What’s YOUR most hated lab task?
11. Calibrating the lab balances.
Boxing tips was the bane of my life during a summer studentship a few years ago. Between that and updating a chemical inventory of nearly 1000 compounds I almost lost the will to live. All of the other chores are a joy in comparison.
Top of the gag-worthiness was unblocking the U-bend in the lab sink. I worked in a lab which handled human blood, so there was always a lovely combination of pipette tips along with congealed Virkon/plasma mix. Black pudding anyone ?! Yuck.
Buffering phenol
Picking 5000 colonies
12. Calibrating pipettes
13. Adjusting pH of solutions. One drop too many and you have to start all over again!

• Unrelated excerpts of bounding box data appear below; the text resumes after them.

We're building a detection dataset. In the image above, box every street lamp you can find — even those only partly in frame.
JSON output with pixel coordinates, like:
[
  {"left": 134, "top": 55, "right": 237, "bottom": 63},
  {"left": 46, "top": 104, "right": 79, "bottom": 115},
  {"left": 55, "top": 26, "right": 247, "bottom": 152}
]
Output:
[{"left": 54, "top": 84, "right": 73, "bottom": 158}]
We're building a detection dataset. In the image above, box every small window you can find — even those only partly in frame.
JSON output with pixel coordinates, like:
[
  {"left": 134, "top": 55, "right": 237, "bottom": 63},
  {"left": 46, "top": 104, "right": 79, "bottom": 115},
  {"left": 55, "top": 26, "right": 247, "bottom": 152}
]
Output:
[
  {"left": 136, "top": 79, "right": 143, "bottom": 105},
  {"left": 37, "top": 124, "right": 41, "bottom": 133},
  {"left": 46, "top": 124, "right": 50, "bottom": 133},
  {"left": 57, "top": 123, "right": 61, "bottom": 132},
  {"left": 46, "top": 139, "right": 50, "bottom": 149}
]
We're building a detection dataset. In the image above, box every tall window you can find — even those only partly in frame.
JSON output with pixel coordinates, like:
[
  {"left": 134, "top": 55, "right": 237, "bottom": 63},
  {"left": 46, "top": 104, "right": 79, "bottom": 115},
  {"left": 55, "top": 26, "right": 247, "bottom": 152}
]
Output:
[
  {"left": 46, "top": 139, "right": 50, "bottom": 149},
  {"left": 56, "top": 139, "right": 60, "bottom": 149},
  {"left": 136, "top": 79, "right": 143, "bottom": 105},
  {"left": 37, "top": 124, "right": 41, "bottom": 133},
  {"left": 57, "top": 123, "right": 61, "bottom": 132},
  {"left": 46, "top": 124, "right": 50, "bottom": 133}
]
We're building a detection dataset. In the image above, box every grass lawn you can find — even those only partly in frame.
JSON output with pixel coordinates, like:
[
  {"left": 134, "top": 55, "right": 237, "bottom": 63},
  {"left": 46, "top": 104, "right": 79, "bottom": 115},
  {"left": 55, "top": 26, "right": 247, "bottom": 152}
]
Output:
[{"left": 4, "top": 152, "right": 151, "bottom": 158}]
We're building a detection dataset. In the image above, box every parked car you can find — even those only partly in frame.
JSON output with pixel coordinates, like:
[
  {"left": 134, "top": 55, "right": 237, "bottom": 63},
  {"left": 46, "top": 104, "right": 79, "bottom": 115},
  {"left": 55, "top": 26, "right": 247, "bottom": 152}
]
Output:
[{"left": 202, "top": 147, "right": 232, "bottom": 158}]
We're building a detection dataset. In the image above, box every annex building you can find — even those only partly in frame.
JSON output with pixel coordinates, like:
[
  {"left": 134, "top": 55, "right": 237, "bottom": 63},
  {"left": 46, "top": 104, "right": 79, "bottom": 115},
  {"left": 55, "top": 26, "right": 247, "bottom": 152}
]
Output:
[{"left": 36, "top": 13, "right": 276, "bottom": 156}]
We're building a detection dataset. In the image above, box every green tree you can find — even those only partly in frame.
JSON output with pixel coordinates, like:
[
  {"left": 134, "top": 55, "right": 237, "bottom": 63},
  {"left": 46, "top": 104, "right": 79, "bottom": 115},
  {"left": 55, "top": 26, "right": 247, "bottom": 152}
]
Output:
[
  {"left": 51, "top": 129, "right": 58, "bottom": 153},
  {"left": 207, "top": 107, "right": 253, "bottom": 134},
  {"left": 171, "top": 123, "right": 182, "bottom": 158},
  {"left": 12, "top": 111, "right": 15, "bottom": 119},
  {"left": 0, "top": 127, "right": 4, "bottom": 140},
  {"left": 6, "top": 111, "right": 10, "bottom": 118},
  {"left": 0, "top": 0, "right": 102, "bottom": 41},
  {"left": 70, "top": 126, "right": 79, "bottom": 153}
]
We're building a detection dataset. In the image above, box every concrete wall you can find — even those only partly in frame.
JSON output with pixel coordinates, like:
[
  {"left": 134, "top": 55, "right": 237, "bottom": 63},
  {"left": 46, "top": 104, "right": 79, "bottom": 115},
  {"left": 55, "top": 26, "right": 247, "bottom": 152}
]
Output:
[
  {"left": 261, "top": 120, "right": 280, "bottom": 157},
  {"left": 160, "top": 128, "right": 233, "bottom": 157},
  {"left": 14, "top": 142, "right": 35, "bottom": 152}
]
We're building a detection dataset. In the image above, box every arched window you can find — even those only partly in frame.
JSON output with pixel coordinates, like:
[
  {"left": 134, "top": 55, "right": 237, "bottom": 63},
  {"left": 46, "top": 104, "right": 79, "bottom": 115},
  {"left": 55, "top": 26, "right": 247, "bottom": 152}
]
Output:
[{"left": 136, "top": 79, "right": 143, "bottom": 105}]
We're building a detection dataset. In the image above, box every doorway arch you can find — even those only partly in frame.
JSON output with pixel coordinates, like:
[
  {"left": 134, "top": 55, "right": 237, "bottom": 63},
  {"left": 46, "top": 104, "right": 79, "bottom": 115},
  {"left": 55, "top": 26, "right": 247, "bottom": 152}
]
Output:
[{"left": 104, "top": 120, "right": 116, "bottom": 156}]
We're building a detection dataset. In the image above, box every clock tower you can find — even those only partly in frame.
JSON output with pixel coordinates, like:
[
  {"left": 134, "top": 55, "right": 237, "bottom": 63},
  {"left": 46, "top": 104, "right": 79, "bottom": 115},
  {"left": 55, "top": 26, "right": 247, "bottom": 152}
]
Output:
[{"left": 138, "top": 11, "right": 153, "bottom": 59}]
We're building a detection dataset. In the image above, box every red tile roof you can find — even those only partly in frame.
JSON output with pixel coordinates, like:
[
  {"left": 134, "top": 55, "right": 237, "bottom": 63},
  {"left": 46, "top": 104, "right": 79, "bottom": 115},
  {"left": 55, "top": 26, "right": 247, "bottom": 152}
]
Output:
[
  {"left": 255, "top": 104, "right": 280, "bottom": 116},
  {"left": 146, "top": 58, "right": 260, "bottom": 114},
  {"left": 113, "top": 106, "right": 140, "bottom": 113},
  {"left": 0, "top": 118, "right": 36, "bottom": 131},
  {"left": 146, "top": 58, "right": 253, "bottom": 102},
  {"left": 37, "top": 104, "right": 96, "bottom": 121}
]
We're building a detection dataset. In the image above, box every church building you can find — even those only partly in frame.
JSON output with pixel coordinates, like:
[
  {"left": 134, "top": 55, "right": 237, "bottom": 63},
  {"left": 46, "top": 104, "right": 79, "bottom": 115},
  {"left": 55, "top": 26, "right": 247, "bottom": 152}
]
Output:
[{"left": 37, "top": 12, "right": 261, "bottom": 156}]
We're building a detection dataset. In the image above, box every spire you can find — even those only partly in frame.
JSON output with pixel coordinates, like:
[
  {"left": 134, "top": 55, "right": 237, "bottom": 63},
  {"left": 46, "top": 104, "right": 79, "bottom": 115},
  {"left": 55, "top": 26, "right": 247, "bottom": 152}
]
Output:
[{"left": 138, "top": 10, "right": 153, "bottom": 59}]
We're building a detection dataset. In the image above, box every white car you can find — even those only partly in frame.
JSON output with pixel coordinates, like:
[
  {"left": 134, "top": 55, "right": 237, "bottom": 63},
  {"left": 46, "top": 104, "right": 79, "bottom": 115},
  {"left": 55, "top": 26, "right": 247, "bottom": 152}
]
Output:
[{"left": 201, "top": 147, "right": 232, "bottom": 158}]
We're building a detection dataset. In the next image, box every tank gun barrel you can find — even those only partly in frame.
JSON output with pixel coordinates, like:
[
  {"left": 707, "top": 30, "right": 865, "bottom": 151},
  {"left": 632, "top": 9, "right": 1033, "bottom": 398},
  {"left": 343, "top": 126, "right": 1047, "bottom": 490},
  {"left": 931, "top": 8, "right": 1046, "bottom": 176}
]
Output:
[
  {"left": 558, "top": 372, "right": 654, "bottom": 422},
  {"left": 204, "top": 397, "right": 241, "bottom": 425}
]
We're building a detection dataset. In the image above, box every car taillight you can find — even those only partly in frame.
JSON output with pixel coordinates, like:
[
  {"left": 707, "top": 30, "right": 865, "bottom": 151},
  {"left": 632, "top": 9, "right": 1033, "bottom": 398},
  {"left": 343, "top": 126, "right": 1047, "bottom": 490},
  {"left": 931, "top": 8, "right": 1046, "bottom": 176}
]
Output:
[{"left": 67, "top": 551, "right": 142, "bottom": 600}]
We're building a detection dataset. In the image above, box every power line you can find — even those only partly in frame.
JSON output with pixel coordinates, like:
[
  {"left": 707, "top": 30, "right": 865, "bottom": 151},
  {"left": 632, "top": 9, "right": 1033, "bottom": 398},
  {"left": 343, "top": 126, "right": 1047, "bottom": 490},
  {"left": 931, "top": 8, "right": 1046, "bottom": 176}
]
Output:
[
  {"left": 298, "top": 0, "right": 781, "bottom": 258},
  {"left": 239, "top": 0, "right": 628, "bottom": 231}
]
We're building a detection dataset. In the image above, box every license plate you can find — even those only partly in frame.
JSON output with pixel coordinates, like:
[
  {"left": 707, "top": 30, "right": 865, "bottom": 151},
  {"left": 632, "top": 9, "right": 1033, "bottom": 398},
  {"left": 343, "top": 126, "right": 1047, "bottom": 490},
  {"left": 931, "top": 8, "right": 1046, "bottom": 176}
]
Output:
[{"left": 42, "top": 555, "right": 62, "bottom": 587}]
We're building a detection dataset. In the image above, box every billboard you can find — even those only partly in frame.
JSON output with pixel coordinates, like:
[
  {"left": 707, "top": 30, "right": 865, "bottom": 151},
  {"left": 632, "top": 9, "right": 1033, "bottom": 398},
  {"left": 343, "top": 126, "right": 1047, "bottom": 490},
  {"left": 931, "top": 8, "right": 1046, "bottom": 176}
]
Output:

Discarding biohazard waste, YUCK! Always felt like burning my clothes and taking a shower afterward
I think preparing salt saturated phenol is the most hated work……….
Love this article! So funny and exactly what I needed right now. I’d have to say trying to make an RNAse / DNAse free concentrated salt solution for ethanol precipitations. And also making 0.5M EDTA. That shit never dissolves! NEVER!!
Try adding NaOH pellets, while measuring pH. As pH going closer to 8.0, EDTA dissolved. Gently heating while steering helps as well, just don’t leave unattended, it’ll boil.
top ones are boxing tips, adjusting pH and definitely dissolving EDTA.